## Installation

- Check your system and make sure it satisfies the following requirements:

  - This package should work on any Linux distribution. Sorry no MacOS or Windows support :)
  - Supported architectures are x86_64 and i686.
  - Your system needs to be little-endian. This should be the case for most modern machines.
  - Please make sure you have Python >=3.8 (and strictly speaking, CPython, not PyPy or some other implementations).

- Install this package: pip install infini-gram

- Download the infini-gram index that you would like to query. For sake of performance, it is strongly recommended that you put the index on an SSD. See details in the `Pre-built Indexes` section below.

## Pre-built Indexes

We have made the following indexes publicly available on AWS S3.

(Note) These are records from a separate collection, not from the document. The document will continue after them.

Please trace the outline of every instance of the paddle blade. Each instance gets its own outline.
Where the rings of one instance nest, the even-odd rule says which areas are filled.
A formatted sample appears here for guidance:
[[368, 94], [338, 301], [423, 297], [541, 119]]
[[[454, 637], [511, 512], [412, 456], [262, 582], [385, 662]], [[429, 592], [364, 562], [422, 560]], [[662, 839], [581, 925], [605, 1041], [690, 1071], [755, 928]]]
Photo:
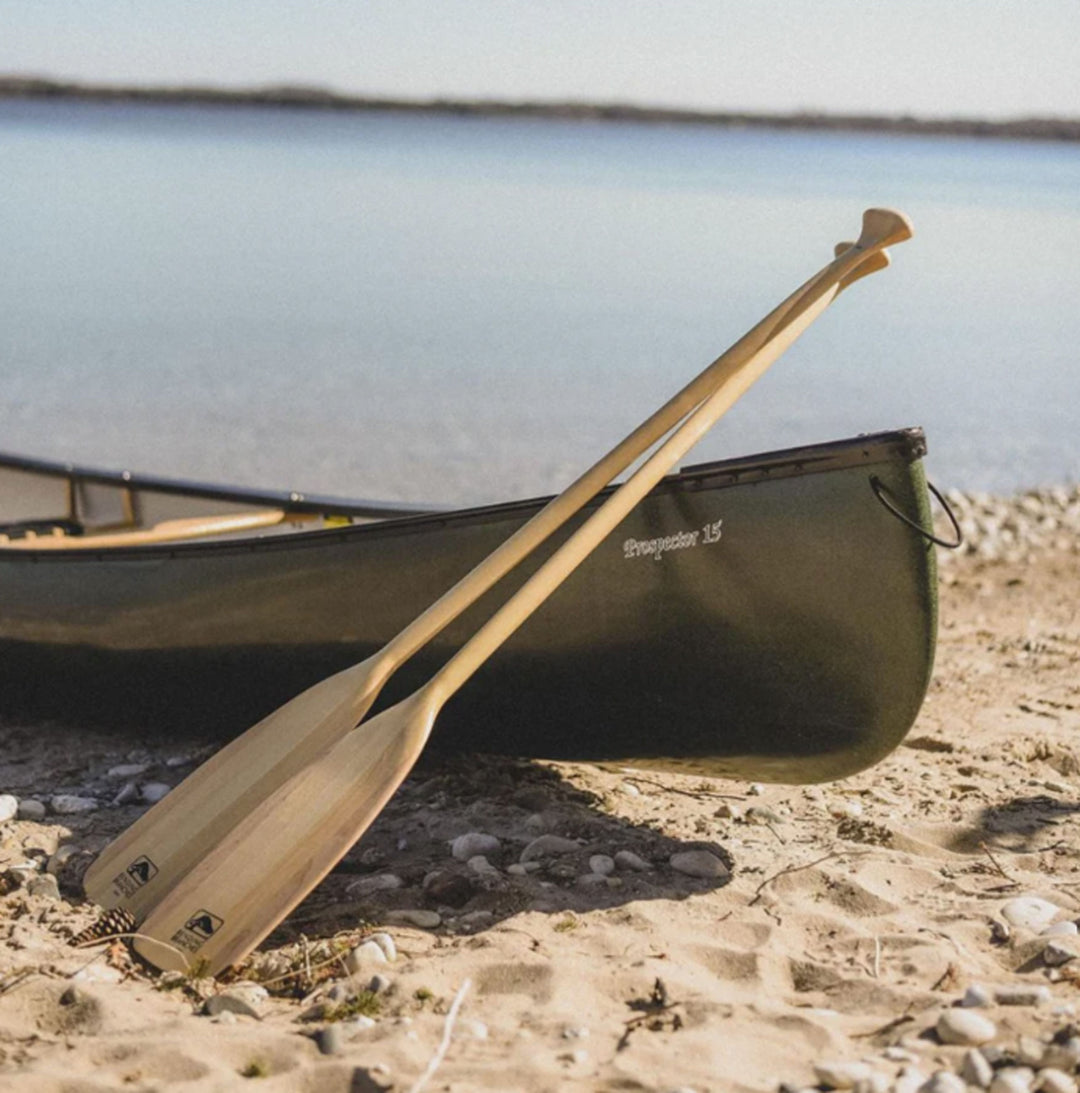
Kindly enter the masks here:
[[105, 847], [83, 879], [86, 896], [141, 919], [263, 797], [348, 733], [378, 686], [374, 658], [361, 661], [226, 744]]
[[159, 901], [139, 929], [139, 954], [165, 971], [208, 975], [243, 960], [379, 814], [437, 712], [419, 691], [267, 797]]

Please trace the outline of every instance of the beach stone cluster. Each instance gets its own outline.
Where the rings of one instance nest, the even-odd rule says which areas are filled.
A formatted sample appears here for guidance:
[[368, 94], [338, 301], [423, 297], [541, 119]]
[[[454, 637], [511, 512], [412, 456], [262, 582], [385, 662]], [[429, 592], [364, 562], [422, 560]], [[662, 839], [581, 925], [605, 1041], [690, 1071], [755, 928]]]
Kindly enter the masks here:
[[[1033, 552], [1080, 552], [1080, 486], [1030, 490], [1012, 497], [950, 490], [946, 500], [964, 537], [956, 553], [988, 562], [1024, 562]], [[939, 534], [952, 537], [942, 514], [935, 524]], [[939, 557], [949, 554], [942, 551]]]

Smaller indexes are stored in the `<s3://infini-gram-lite>` bucket and can be downloaded for free and without an AWS account. These indexes are `v4_pileval_llama`, `v4_pileval_gpt2`, and `v4_dolmasample_olmo`. To download, run command:

```bash
aws s3 cp --no-sign-request --recursive {S3_URL} {LOCAL_INDEX_PATH}
```

## Usage

Prior to submitting any type of queries, you need to instatiate the engine with the index you would like to query. As an example, below we create an engine with the index for Pile-val (the validation set of Pile), which was created using the Llama-2 tokenizer.

Let's load our tokenizer. The tokenizer should match that of the index you load
for the Infini-gram AR model.

In [93]:
from transformers import AutoTokenizer
tokenizer = AutoTokenizer.from_pretrained("meta-llama/Llama-2-7b-hf", add_bos_token=False, add_eos_token=False)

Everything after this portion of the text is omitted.